On en revient à l’éternelle question de la simplification de l’orthographe. Jusqu’à présent, les réformes ont porté sur l’écriture des mots. Aujourd’hui, un cran supplémentaire est franchi: on touche à un pilier grammatical, à la structure même de la langue. « Les fleurs que je t’ai offertes … »

De fait, les règles d’accord du participe passé avec les verbes être et avoir ne sont pas arbitraires. Elles ont une histoire qui remonte aux sources latines du français. Elles constituent une richesse, une subtilité de la langue. Les supprimer serait, non pas une simplification, mais un appauvrissement du français.

L’apprentissage de la règle d’accord du participe passé relève d’une subtile gymnastique de l’esprit et de la construction intellectuelle d’une personne. La logique de la simplification à tout prix conduit à la destruction du patrimoine intellectuel: à quoi sert le subjonctif? Et la grammaire en général? et les mathématiques? Et la philosophie? Et l’histoire? toutes ces disciplines si compliquées.

Cette règle ne sert à rien, disent-ils, elle est « inutile ». Mais elle est simplement belle! « les fleurs que tu m’as offertes! » Elle fait partie du charme du français, de sa beauté et de sa poésie, de la littérature. Faut-il supprimer la beauté et la poésie, le charme de la langue? La beauté et la poésie ne sont-elles pas tout simplement notre principale raison de vivre?

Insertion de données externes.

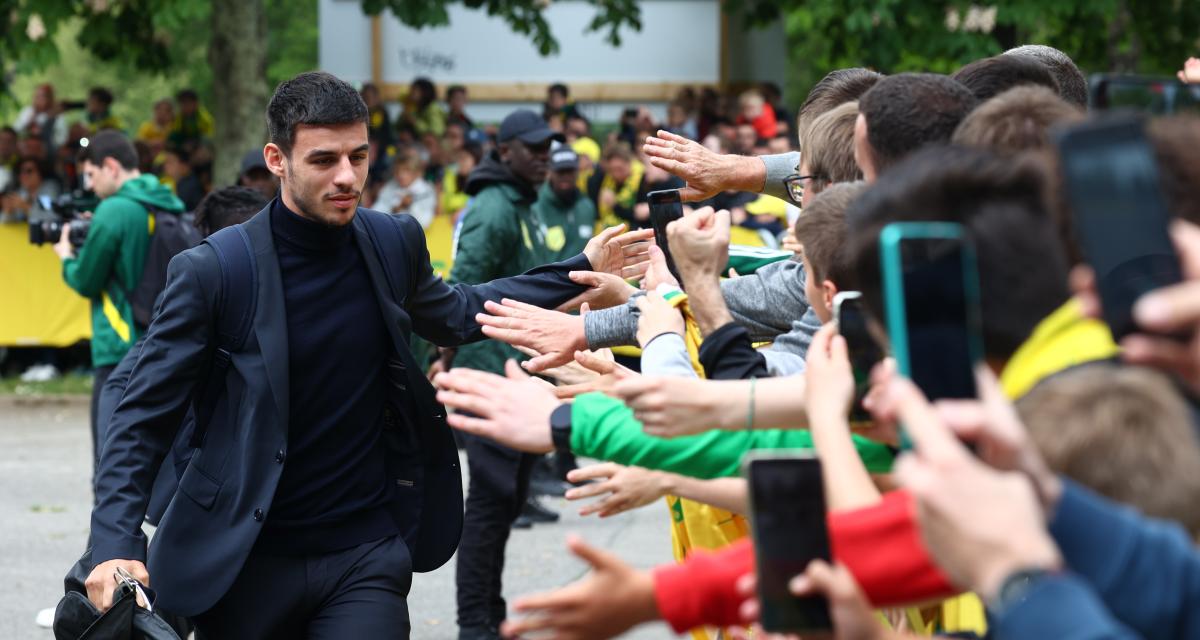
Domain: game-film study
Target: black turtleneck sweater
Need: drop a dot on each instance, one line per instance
(334, 490)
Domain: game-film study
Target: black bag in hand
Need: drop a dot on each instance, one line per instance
(77, 618)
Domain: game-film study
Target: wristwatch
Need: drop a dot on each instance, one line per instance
(561, 428)
(1015, 587)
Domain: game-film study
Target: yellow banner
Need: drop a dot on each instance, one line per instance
(36, 306)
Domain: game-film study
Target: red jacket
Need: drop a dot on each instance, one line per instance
(880, 544)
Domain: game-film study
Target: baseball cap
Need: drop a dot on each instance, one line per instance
(563, 157)
(527, 126)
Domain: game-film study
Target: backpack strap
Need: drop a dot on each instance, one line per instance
(234, 317)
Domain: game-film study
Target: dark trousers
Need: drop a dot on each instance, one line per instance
(359, 592)
(499, 484)
(99, 376)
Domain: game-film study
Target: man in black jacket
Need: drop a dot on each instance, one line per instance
(327, 474)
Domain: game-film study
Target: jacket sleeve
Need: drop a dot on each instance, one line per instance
(1145, 570)
(93, 268)
(880, 545)
(768, 300)
(605, 429)
(445, 315)
(149, 414)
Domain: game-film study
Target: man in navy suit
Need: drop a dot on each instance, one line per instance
(327, 473)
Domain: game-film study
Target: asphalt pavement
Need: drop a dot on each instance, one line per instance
(46, 500)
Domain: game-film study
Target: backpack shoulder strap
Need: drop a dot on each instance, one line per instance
(234, 316)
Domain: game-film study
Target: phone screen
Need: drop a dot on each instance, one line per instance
(1120, 214)
(940, 324)
(789, 515)
(864, 351)
(665, 208)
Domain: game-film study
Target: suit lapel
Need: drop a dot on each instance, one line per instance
(270, 316)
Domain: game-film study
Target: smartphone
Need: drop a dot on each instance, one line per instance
(1120, 214)
(787, 516)
(931, 297)
(864, 350)
(1146, 94)
(665, 208)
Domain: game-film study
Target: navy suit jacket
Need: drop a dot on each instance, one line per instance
(225, 492)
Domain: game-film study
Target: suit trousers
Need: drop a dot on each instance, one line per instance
(498, 486)
(359, 592)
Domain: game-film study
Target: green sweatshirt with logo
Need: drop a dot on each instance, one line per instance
(109, 263)
(605, 429)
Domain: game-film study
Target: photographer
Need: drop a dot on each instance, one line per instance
(108, 264)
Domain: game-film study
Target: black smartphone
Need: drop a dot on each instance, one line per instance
(1120, 214)
(1146, 94)
(931, 292)
(864, 350)
(665, 208)
(787, 514)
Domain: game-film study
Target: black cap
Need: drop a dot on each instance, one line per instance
(252, 160)
(563, 157)
(527, 126)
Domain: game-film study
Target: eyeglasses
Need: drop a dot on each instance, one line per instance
(795, 186)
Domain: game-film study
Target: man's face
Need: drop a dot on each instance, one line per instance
(529, 162)
(864, 156)
(564, 181)
(103, 178)
(323, 177)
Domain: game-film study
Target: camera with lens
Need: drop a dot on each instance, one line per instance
(69, 208)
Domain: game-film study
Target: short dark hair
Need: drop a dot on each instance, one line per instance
(311, 99)
(103, 95)
(993, 76)
(839, 85)
(910, 111)
(1017, 120)
(227, 207)
(822, 229)
(1023, 271)
(111, 144)
(1072, 83)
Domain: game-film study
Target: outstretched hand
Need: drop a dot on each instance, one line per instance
(513, 410)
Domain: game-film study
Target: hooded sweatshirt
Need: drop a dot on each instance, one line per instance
(115, 251)
(501, 235)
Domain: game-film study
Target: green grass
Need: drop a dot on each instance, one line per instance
(69, 384)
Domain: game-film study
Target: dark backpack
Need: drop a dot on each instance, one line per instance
(171, 235)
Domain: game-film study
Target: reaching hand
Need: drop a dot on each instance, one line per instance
(700, 244)
(607, 371)
(623, 255)
(658, 317)
(604, 291)
(627, 488)
(1191, 71)
(979, 524)
(511, 410)
(553, 334)
(609, 602)
(669, 407)
(706, 172)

Mais au fond, cette idéologie de la simplification à tout prix, qui s’exprime dans ce débat, n’est-elle pas l’un des sous-bassement du monde moderne? Plutôt que de pousser les personnes à s’élever par le savoir et la culture en surmontant les difficultés de l’apprentissage, il suffirait de supprimer ces dernières pour assurer un strict égalitarisme entre tous les hommes.  Il est sidérant de voir comment les vieilles idéologies qui ont provoqué tant de malheurs resurgissent sous des formes les plus anodines et innocentes.

Maxime TANDONNET

 

 

A propos maximetandonnet

Ancien conseiller à la Présidence de la République, auteur de plusieurs essais, passionné d'histoire...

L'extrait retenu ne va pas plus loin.